Concrete Wave Magazine is a Canadian publication which was founded in 2002 by Michael Brooke. It was a continuation of Brooke's involvement with skateboard publishing. In 1999, Brooke had also his book The Concrete Wave (the history of skateboarding), published by Warwick Publishing. In 2000, a television series called Concrete Wave launched. The magazine was first based in Toronto. It is headquartered in Thornhill, Ontario.

A 6-page preview issue of Concrete Wave Magazine appeared in the publication International Longboarder (vol. 3 no. 3, spring 2002). International Longboarder was co-published by Brooke along with Tom Browne. It ceased publication in 2002.

Concrete Wave's mandate is to inject roots and variety into skateboarding.
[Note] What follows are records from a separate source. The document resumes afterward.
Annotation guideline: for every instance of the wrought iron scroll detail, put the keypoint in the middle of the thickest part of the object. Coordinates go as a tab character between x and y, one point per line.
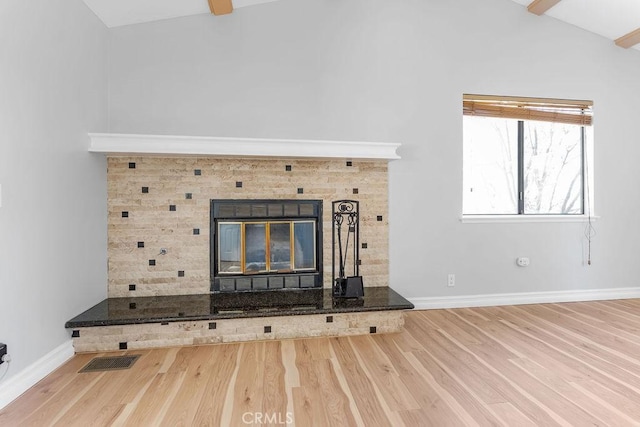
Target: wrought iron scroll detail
347	281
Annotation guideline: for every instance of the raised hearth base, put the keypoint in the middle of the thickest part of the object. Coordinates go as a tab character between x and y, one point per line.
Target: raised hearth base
152	322
170	334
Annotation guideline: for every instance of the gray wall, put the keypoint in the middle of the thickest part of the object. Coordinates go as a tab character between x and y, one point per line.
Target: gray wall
396	71
53	87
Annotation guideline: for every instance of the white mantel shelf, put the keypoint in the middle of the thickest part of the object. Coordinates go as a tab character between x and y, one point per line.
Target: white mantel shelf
159	145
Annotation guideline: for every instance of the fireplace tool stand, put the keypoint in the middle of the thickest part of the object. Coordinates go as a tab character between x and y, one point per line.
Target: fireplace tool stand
346	229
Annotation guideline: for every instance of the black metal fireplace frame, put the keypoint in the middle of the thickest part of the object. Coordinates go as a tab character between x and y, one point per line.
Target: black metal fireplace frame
251	210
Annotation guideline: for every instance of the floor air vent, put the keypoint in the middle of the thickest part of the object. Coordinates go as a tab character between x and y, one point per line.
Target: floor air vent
113	363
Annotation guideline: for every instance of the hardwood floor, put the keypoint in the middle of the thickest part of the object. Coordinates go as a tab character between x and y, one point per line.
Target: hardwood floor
549	364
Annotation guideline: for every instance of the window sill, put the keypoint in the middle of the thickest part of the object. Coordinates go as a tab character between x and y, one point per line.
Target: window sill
477	219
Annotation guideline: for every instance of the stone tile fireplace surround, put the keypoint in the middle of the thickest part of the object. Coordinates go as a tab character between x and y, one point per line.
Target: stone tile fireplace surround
159	214
159	205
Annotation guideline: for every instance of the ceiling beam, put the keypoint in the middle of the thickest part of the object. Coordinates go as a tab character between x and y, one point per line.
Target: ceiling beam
220	7
629	39
539	7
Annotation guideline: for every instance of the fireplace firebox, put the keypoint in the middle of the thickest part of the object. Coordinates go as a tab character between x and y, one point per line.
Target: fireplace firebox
265	245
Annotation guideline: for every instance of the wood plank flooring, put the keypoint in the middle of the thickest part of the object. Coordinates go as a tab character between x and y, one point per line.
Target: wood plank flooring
530	365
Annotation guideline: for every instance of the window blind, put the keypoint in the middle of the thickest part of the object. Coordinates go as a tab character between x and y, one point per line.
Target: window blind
542	109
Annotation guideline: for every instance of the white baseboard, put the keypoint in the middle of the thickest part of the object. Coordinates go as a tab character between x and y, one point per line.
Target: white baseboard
28	377
486	300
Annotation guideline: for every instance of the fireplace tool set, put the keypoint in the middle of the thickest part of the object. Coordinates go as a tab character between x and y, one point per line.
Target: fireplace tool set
346	230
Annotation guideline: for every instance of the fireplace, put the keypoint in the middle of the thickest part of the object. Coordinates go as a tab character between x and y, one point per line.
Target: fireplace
259	245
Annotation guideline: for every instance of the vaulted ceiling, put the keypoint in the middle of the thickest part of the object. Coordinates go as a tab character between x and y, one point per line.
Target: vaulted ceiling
617	20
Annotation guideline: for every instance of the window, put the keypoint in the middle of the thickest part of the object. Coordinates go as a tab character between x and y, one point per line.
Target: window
526	156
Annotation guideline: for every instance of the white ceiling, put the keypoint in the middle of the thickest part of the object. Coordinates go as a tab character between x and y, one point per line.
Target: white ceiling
115	13
608	18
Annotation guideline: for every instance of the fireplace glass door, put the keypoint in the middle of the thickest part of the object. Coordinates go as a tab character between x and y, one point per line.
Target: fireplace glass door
266	247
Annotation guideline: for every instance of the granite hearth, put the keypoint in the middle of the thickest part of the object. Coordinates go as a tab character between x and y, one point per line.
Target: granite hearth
148	322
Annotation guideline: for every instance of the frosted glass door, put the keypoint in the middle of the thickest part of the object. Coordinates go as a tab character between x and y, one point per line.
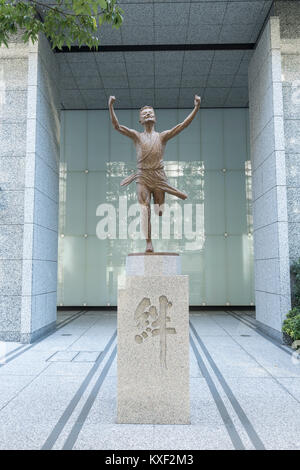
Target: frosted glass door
209	160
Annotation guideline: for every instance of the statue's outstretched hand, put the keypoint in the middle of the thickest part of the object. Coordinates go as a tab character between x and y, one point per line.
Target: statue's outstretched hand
111	100
197	101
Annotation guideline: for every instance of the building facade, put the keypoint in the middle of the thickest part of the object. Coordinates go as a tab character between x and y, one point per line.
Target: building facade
51	106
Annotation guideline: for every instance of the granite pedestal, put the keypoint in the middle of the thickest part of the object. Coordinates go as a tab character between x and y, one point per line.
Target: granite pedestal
153	341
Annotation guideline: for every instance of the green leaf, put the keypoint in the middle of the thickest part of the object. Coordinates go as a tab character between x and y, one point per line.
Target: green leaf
103	4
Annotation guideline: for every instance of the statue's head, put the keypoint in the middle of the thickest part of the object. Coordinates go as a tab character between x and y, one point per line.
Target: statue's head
147	114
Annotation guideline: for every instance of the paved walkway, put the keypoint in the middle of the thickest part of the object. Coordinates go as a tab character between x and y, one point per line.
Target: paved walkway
60	393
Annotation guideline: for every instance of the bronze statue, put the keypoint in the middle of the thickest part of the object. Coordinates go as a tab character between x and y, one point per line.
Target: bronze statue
150	176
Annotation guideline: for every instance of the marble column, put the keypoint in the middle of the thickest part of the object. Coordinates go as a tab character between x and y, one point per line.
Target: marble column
153	342
288	13
270	216
29	155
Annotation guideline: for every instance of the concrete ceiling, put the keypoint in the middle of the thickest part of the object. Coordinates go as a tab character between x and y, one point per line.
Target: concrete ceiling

Features have included profiles of some of the world's greatest skate photographers and interviews with some of the sports pioneers and legends. The magazine covers the entire range of skateboarding: pools, pipes, ditches, longboarding, speedboarding, slalom, freestyle and of course, street.

In July 2018, the magazine was sold and Michael left the world of skateboard magazine publishing. Concrete Wave produced a few issues and was then sold to another group. Michael decided to return to publishing via Billy James of Shred Shack. In late fall, Billy began work on www.concretewaves.com and soon after, Michael decided that he wanted to collaborate with the revamped website.